大气红外探测器（AIRS）资料揭示的中亚地区上对流层水汽时空变化特征

摘要/Abstract

摘要： 水资源纠纷已成为当前威胁中亚地区国家安全与稳定的主要因素，而上对流层水汽作为全球水循环的重要组成部分，其空间分布和变化过程对中亚地区水资源分配具有重要科学价值。利用最新的AIRS水汽质量混合比数据，分析了中亚地区2003—2011年上对流层水汽的时空变化及其异常特征，揭示了其与青藏高原、热带季风区等受亚洲夏季风影响区域的显著差异。研究表明：就整个亚洲中低纬地区而言，中亚地区全年上对流层水汽偏少，且年内变化相对稳定，逐月波动不大。与夏季青藏高原南部及热带季风区北部的水汽大值区相比，在黑海—里海以东至我国新疆西部之间的中亚地区上对流层为显著的水汽含量低值区。近9 a中亚地区上对流层水汽整体呈微弱的增加趋势，且具有较强的波动性：水汽最小、最大值分别出现在2009年、2010年，这一显著振荡对近9 a水汽的线性变化趋势影响较大。就季节变化而言，春、夏季分别呈微弱的下降、上升趋势，秋季上升趋势显著，冬季在2~3 a波动变化特征明显。

关键词: 上对流层水汽, AIRS, 水资源, 青藏高原, 热带季风区, 中亚地区

Abstract: Water resources dispute has become as one of the highlight factors that threaten the national security in Central Asia. As an important component of global water cycle, the distribution and variation of water vapor in upper tropospheric is significative for water resources allocation in Central Asia. This paper discusses the spatiotemporal variation and anomaly of water vapor in upper troposphere over Central Asia during the period of 2003-2011 based on water vapor mass mixing ratio data from the Atmospheric Infrared Sounder (AIRS) satellite instrument, and the obvious differences between Central Asia and the Asian monsoon region (such as the Qinghai-Tibetan Plateau) and tropical monsoon area were revealed. The results revealed that water vapor in upper troposphere over the lowand midlatitude regions in Central Asia maintained a low value, and the monthly variation was relatively stable. Compared with the high water vapor concentration over the south Qinghai-Tibetan Plateau and the northern tropical monsoon area, the Central Asia from the Black Sea-Caspian Sea to west Xinjiang was detected as an area with low water vapor concentration. Water vapor in upper troposphere over Central Asia was slightly increased with a remarkable fluctuation in recent 9 years. The minimum and maximum values of water vapor occurred in 2009 and 2010 respectively, and this significant fluctuation between these two years affected significantly the linear trend of water vapor during the period of 2003-2011. Seasonally, the water vapor concentration was in a slight decrease trend in spring, a slight increase trend in summer, a significant increase trend in autumn, and there was a significant 2-3year fluctuation in winter.

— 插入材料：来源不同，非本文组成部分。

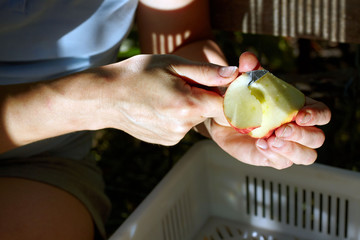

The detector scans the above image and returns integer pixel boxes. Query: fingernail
[256,139,269,150]
[219,66,238,78]
[272,137,285,148]
[301,112,311,124]
[279,125,292,138]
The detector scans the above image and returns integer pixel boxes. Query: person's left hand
[205,53,331,169]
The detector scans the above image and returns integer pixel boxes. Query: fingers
[192,87,229,126]
[295,97,331,126]
[239,52,262,73]
[171,61,239,87]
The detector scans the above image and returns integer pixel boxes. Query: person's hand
[205,53,331,169]
[99,55,238,145]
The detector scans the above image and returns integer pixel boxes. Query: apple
[224,70,305,138]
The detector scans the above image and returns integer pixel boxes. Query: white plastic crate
[110,141,360,240]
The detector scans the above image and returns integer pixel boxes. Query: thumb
[239,52,263,73]
[171,62,239,87]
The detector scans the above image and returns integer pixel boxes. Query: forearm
[0,66,111,153]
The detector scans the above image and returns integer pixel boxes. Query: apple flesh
[224,72,305,138]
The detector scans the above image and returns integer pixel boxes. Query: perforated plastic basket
[110,141,360,240]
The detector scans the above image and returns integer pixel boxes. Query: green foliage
[93,29,360,236]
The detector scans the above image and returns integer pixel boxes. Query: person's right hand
[99,55,238,145]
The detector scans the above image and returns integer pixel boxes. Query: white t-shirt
[0,0,138,159]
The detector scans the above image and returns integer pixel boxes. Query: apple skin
[224,72,305,138]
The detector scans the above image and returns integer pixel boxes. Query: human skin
[0,0,331,169]
[137,0,331,169]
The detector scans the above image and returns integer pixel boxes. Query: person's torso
[0,0,137,159]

Key words: water vapor in upper troposphere, AIRS, water resources, Qinghai-Tibetan Plateau, tropical monsoon area, Central Asia

张雪芹, 李敏姣, 孙通. 大气红外探测器（AIRS）资料揭示的中亚地区上对流层水汽时空变化特征[J]. 干旱区研究, 2013, 30(6): 951-957.

ZHANG Xue-Qin, LI Min-Jiao, SUN Tong. Spatiotemporal Variation of Water Vapor in Upper Troposphere over Central Asia Based on AIRS Satellite Retrieval[J]. , 2013, 30(6): 951-957.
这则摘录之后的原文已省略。